Seamlessly handling the flow of fresh, organic produce and sustainable meat and fish to use in creating 32 to 38 different recipes a week requires careful planning. Farms in California are vetted for proper certifications as are the suppliers of meats like beef and bison. Chicken is range-free and the fish like salmon are caught wild. After it’s caught, the fish is processed, prepared, and sent to the customer within four days.
Nutrition Corporation’s growth has created a nomadic existence for the company. Its Chino Hills location is the fifth facility since Laureen started packaging meals from her Redondo Beach apartment several years ago. The integrity of the meals means value for consumers and the company is benefiting the economic health of the Inland Empire.
There are currently 25 employees with a plan to double that number during the second half of 2016. Laureen says the cities of Chino and Chino Hills along with the San Bernardino County health department have been welcoming and helpful. “They’ve been real business friendly and the county will work with you because they know you’re creating jobs. In LA, if they found something they didn’t like they would try to shut you down.”
The latest equipment used for packaging and processing is Nutrition Corporation’s commitment to growth. “Our meals are packaged fresh and not frozen and that’s never going to change,” says Laureen who has personally handled every job during the company’s existence.

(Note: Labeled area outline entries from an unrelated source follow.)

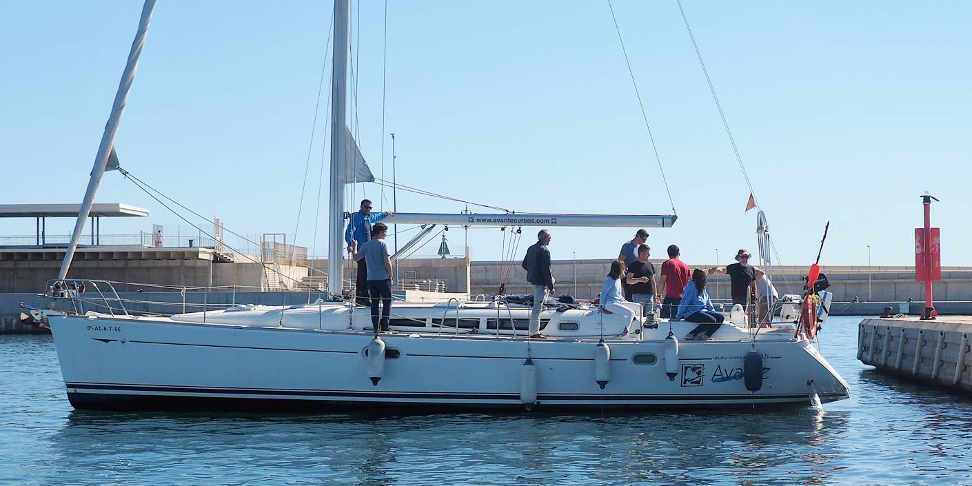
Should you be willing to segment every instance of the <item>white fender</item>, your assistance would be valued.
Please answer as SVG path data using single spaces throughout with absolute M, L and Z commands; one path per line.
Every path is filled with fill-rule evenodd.
M 820 295 L 820 303 L 816 306 L 816 326 L 823 329 L 830 315 L 830 302 L 833 301 L 834 295 L 827 291 L 820 291 L 817 295 Z
M 610 348 L 604 339 L 594 347 L 594 381 L 601 390 L 610 381 Z
M 384 376 L 385 341 L 379 336 L 374 336 L 374 339 L 367 343 L 367 377 L 371 379 L 371 385 L 378 386 L 378 382 Z
M 678 376 L 678 338 L 671 331 L 665 337 L 665 374 L 669 381 L 675 381 Z
M 537 403 L 537 365 L 530 358 L 520 366 L 520 401 L 528 408 Z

Nutrition Corporation has never raised capital to start or expand operations. As Laureen looks ahead she projects the company will reach $500 million dollars in sales in the coming five years. That may sound ambitious but surveys from the OTA reveal why there’s room for growth as an e-commerce model.

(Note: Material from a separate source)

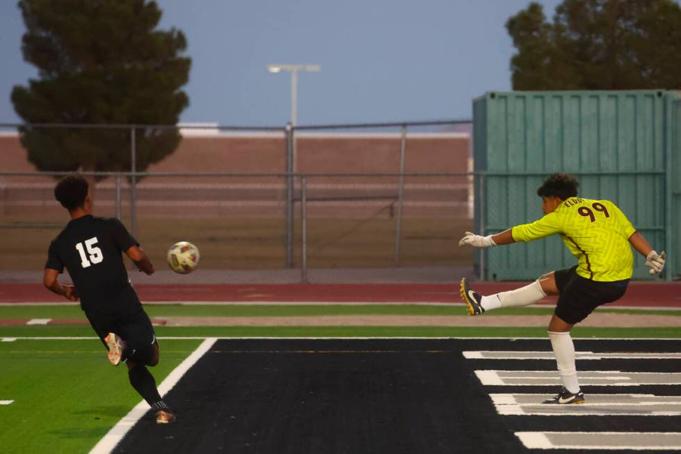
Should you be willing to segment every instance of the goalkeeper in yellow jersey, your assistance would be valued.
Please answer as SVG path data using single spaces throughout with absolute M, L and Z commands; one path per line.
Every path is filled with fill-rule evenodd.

About 78 percent of organic shoppers say they typically buy their organic foods at conventional food stores and supermarkets and over half also shop organic at the “big box” stores. What’s considered “organic” at the large retailers could be questioned as Laureen says corners are often cut to keep up with demand.
It’s normal for Nutrition Corporation to ship up to 25,000 meals in a day. The time may be just right for ordering online meals to take off. Delivery and takeout meals for pizza and companies like GrubHub account for about $70 billion as noted in a 2015 TechCrunch article. However, only $9 billion is being ordered via online and smartphones.
Analysts expect a major shift to occur with online food sales taking off. When it does, Nutrition Corporation will be positioned to face another wave of growth.